La derrota más significativa sufrida por el independentismo oficialista, hasta el momento, se la infligió la CUP al negarse a aceptar a Artur Mas como presidente. Era la primera consecuencia de una decisión arriesgada tomada la misma noche electoral de la victoria insuficiente de JxSí: conseguir con un pacto con los antisistema lo que las urnas del sistema les habían negado. Aquel todo por la patria tenía un precio sabido: la inestabilidad. Y un premio valioso: poder seguir gobernando. Y una excusa nacional: la inminente proclamación de la República catalana. A punto de cumplirse un año del sacrificio inútil de Mas, lo único que se ha cumplido al pie de la letra es la inestabilidad, perseguida con empeño por las militantes cupaires hasta conseguir exhibir por todo lo alto la división de los independentistas.
El independentismo, sin embargo, no se romperá por las consecuencias políticas de la quema de unas cuantas fotos del Rey, como no se vino abajo la contradictoria alianza parlamentaria cuando la CUP despachó sin miramientos los primeros presupuestos del Gobierno de JxSí. El cemento de la ilusión lo soporta casi todo, al menos hasta el día que el presidente Puigdemont anuncie a sus socios que la celebración de un referéndum vinculante contra la prohibición reiterada del Tribunal Constitucional no podrá hacerse, excepto que todos se conformen de nuevo con el sucedáneo de un nuevo proceso participativo de resultado asegurado. De no ser así, la lechera dará por acabado su cuento. La explicación formal de la CUP será la renuncia al referéndum; la razón de fondo, el abandono de la desobediencia, la línea maestra de la estrategia impuesta por los anticapitalistas a los ingenuos neoconvergentes, a los astutos republicanos y a los sufridos seguidores del proceso.
A punto de cumplirse un año del sacrificio inútil de Mas, lo único que se ha cumplido al pie de la letra es la inestabilidad, perseguida con empeño por las militantes cupaires hasta conseguir exhibir por todo lo alto la división de los independentistas
La desobediencia simbólica al Estado de derecho, de riesgo low-cost, es lo más cerca que pueden estar los revolucionarios de la CUP de la subversión contra el sistema. La independencia de Cataluña o la supuesta soberanía de los Països Catalans son tan solo argumentos tácticos de los bautizados como últimos bolcheviques de Europa por Toni Bolaño. Sería mucho suponer que ellos vayan a cambiar de ideas o de métodos de lucha, no tienen por qué hacerlo y además les funciona bastante bien entre los suyos.

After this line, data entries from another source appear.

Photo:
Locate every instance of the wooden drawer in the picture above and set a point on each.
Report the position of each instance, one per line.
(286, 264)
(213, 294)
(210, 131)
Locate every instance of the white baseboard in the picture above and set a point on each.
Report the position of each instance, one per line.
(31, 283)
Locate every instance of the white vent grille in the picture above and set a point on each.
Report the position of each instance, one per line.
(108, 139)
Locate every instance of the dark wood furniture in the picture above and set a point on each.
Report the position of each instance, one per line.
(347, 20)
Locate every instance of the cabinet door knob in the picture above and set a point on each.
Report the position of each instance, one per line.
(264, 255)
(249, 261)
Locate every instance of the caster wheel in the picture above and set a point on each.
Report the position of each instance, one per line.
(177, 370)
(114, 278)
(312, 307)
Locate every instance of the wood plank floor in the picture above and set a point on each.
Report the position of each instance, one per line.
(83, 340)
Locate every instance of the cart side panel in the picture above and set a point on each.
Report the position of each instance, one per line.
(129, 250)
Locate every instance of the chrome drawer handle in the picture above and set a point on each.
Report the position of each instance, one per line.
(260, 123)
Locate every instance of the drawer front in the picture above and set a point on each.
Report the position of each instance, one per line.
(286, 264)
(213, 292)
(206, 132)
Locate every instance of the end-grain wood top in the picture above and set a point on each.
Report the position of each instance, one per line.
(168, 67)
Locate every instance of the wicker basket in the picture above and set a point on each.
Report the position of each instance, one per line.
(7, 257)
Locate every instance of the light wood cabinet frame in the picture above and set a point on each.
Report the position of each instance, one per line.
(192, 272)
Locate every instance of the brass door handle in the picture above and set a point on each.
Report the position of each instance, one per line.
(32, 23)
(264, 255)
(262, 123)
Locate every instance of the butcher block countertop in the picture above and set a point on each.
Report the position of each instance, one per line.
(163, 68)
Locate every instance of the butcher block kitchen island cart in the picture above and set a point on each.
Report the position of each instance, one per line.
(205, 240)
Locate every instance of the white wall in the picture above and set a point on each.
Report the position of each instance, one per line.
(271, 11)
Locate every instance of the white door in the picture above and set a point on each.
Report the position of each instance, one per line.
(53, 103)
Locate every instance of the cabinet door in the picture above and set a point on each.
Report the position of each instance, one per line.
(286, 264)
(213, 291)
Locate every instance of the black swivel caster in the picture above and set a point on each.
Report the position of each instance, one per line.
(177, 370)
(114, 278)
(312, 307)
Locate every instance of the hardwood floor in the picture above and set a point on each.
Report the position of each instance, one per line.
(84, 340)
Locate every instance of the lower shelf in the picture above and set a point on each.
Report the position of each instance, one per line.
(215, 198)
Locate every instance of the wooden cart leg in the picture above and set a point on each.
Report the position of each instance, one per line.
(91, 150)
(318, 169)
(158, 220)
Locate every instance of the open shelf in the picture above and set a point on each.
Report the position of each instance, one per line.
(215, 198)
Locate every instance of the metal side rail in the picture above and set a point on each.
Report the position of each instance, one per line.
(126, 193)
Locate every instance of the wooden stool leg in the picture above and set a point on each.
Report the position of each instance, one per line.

Entra dentro de la lógica pensar que, en cuanto los diputados de la CUP se sientan traicionados por la moderación y el pragmatismo de quienes tienen algo que perder con la negación de la legalidad, se revuelvan contra sus socios, empujados por unas bases movilizadas. Entonces, las gentes de orden de JxSí deben estar preparadas para ver arder alguna foto del presidente de la Generalitat. Las pintadas aparecidas en la sede del PDECat por la actuación legalista de los Mossos son un adelanto.
La CUP perjudica mucho más a JxSí que el PP con todo su Estado detrás. La base social y electoral de los independentistas del sistema se reactiva con la persecución jurídica de alguno de sus dirigentes, pero las acciones de los anticapitalistas los desorientan, incluso puede que les irriten. El factor Forcadell es la última esperanza para restablecer la mínima confianza y la unidad de acción entre unos y otros, al margen del trámite imprescindible de aprobación de los presupuestos al que se comprometieron los diputados de la CUP, minutos antes de la celebración de la moción de confianza de Puigdemont. La inhabilitación por desobediencia de la presidenta del Parlament relanzaría el proceso, avanzando el desenlace. Incluso podría cambiar la suerte del mismo al ponerlo en manos de la aleatoriedad y la fortuna.